Bruce Campbell, assistant city engineer, updated the Marshalltown City Council Monday, saying the road was built directly atop dirt. Over the years, moisture seeped through cracks in the pavement and created roughly 2 feet of clay the consistency of pudding, Campbell said.
"It's nothing but guck," he said. "Those waters would get into the soil and not go anywhere it just soaks up the water and doesn't allow it to go anywhere."
A motor grader is shown here stuck in the mud on South Third Avenue May 17. Laying a geo grid atop the clay to ensure the road has a strong foundation will add roughly $50,000 and a week to the road’s rebuild.

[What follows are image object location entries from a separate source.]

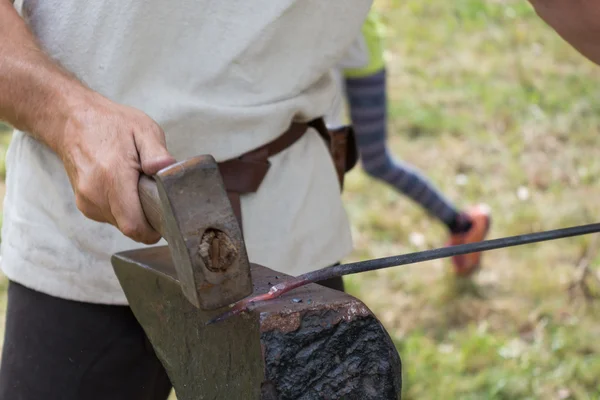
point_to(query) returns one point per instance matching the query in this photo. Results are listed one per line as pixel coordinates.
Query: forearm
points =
(576, 21)
(36, 94)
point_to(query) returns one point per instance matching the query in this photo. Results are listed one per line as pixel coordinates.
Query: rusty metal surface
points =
(213, 272)
(313, 343)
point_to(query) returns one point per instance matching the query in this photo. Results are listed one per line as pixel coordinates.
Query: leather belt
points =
(245, 173)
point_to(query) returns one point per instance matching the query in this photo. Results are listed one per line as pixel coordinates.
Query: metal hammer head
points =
(205, 239)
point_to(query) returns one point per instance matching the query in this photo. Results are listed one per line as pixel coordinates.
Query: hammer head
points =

ConStruct Inc., the company doing the rebuild, has already cored out 18 inches of the clay, but crews have to stop somewhere, Campbell said. The only viable option is to lay a geogrid over the top, line the plastic polymer with rock and build the road on that, he said.
Adam Daters, project manager with Clapsaddle Garber Associates, said once the geogrid stabilizes the road, construction can proceed normally. A change order in the amount of roughly $50,000 will be needed to fund the addition.

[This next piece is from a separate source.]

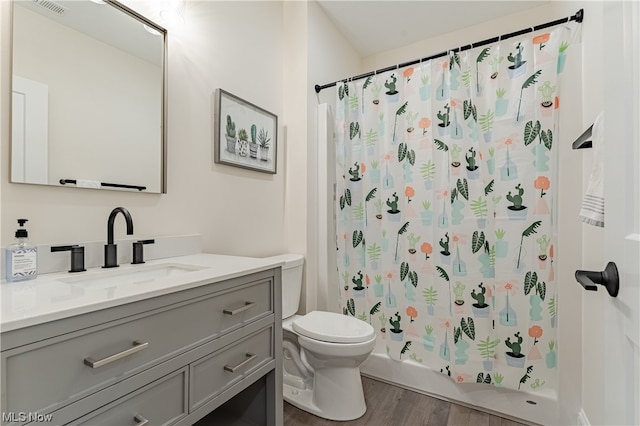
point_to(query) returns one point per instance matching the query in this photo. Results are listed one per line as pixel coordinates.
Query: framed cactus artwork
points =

However, Campbell said because bids for several road projects came in under the engineer's estimate earlier this year, the city can afford the change order, and it will not put the city over the amount budgeted for road work this year.
Crews originally had 60 calendar days to complete the rebuild, but Daters said the setback could add another week or more to the project's completion date. He said the change order takes into account how much clay crews have already encountered as well how much CGA anticipates encountering on the remaining stretch of street being rebuilt.
Campbell said clay is of the same sort crews encountered on Nicholas Drive. So far, crews have found 250 lineal feet of the clay.
Dealing with the material is difficult, Daters said.
"This isn't even really mud," he said. "It doesn't even dry out."